Think you know your target customer?
What Is It?
If you’ve narrowed it down to one type of person with one set of habits, you are likely missing out on a world of potential expansion. Any product on the market likely has multiple customer archetypes who want the item for a variety of needs or perhaps for dissimilar reasons. Some customers have very different timing on when they want to buy a product. How do you discover and understand the variety of your dedicated and potential buyers so that you can better design and market to their needs, thus maximizing profits? Trig has you covered with our custom research approach. Mapping the customer engagement journey can encompass both qualitative and quantitative research methods.
When Do You Use It?
Understanding the engagement journey technique we’ve devised is particularly helpful in strategy formulation for product innovation and marketing segmentation. Defining accurate personas of your customer base can and should take time to create, but the investment pays off with the knowledge of how best to customize your products and communications to meet diverse customer needs. We can identify low-cost options to introduce variability in the customer experience using software, assembly, or color changes. The strategy is commonly used by the large corporate innovation teams, but is available to savvy startups as well.
What Can It Look Like?
Engagement journey research is visually fascinating in graphic form due to the quantitative/qualitative research combination. Putting numbers to more abstract concepts like feelings and interest bridges a gap in understanding between company and customer or between one stakeholder and another. Below are example analyses designed to pinpoint engagement fluctuation levels from a variety of research segments.
The Experience Journey
Individual engagement can be visualized in bar charts, letting the viewer see how different customers may group by commonalities in their feelings throughout their experience with a product or service. How these plots layout this journey, and how customers are grouped qualitatively and quantitatively, can be tailored to the needs of an individual project and the scope of information gathering.
Above you can see side-by-side representations of engagement level bar charts. Different identified personas have unique highs and lows through the product journey. Certain similarities can be identified and utilized for program-level decisions, while persona-specific nuances can often drive low cost customization to the product.
Below is a zoomed in view of how different example phases can be identified and focused upon through targeted research inquiry. For example, one path of inquiry may be to focus on how a customer experiences a task they need to accomplish, step-by-step, and use this information to identify opportunities to address their needs and improve their experience. Another approach may be a fine-tuned investigation – such as inquiry to understand the engagement journey for long-term customers.

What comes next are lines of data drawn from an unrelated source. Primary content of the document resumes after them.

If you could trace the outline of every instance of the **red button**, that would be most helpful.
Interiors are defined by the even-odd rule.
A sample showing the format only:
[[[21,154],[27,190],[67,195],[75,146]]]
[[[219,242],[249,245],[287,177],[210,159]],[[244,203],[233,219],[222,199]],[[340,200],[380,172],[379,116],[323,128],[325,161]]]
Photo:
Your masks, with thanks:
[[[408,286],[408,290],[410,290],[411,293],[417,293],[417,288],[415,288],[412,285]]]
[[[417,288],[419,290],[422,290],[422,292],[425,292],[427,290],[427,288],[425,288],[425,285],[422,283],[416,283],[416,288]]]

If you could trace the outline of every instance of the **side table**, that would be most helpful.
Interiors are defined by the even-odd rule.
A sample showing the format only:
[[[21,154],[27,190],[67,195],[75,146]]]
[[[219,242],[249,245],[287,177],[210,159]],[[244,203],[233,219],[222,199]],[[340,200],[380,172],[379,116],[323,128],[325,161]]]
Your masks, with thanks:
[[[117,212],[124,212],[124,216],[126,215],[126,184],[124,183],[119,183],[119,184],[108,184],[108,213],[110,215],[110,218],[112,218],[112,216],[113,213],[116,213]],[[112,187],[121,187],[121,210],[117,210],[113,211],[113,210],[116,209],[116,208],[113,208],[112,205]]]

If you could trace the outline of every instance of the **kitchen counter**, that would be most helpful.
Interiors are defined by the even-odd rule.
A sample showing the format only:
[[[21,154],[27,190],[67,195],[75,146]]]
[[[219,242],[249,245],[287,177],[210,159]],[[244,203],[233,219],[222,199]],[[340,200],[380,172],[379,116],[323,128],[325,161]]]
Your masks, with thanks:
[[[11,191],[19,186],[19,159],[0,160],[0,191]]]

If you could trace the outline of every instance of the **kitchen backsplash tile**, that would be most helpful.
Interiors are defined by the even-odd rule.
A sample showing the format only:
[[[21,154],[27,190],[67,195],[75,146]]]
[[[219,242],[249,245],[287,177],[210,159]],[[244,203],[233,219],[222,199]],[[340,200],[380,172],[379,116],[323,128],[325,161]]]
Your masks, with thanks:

Persona Verification and Market Sizing
“How can I reliably map customers to personas at scale?” you may ask. Intense data collection from a variety of relevant market segments gives us a view into the many needs and values that accompany anyone who may be interested in your product. It’s easy to average all the findings into one single ideal customer to go after aggressively, but averages derived from a diversity of customers may reduce information to a wrong conclusion or get it right but lack important context.
We design survey instruments with nuanced questions derived from the qualitative research, then use a statistical approach to identify multiple unique personas. Breaking the information down into data-driven personas is helpful to identify unmet needs that competitors may miss due to only performing surface-level analysis. From those identified common personas we can use incidence rates to derive their respective market share. This can be a powerful check on validating or refuting the qualitative findings, where small sample sizes and individual respondent salience can skew the findings.
Cluster Analysis to Predict Persona Attributes
Cluster analysis is a statistical method to effectively group customers – based on their responses to qualitative research questions – into “family trees” where very similar respondents are statistically sorted into groups with highest similarities. Mixed data cluster analysis approaches can be done for complex data sets that may combine binary data (e.g., true or false), numeric data (e.g., number of tools used to do a job), and categorical data (e.g., motivations to buy a product).
In our analysis approach, we also continually challenge ourselves to make sure the statistical analysis is robust. For example, what if we weighted “true” responses as more important than “false” responses – would the clustering change? What if we used 5 factors instead of 6 to create the groupings? How does excluding an outlier change the results? Sensitivity analysis as part of the process builds confidence in the results.
Once we identify unique groupings of customers, the next step is to paint a more complete picture of what these persona archetypes look like. Maybe all your customers are in their 20s, however there may be very different needs and experience between a 25-year-old parent, a 21-year-old single student and a 28-year-old getting promoted at her dream job but wondering if she’s balancing work and home life properly.
Want Rich Data Visualization? We Have You Covered.
One concise way to view an extensive amount of statistical information is through a violin plot. This display type is ideal if you want to compare engagement levels, distribution width including the representation of outliers, median, and interquartile ranges. Violin plots give additional information beyond typical box-and-whisker plots, by including the kernel density estimation that indicates where a survey taker would most likely reside along the span of the range.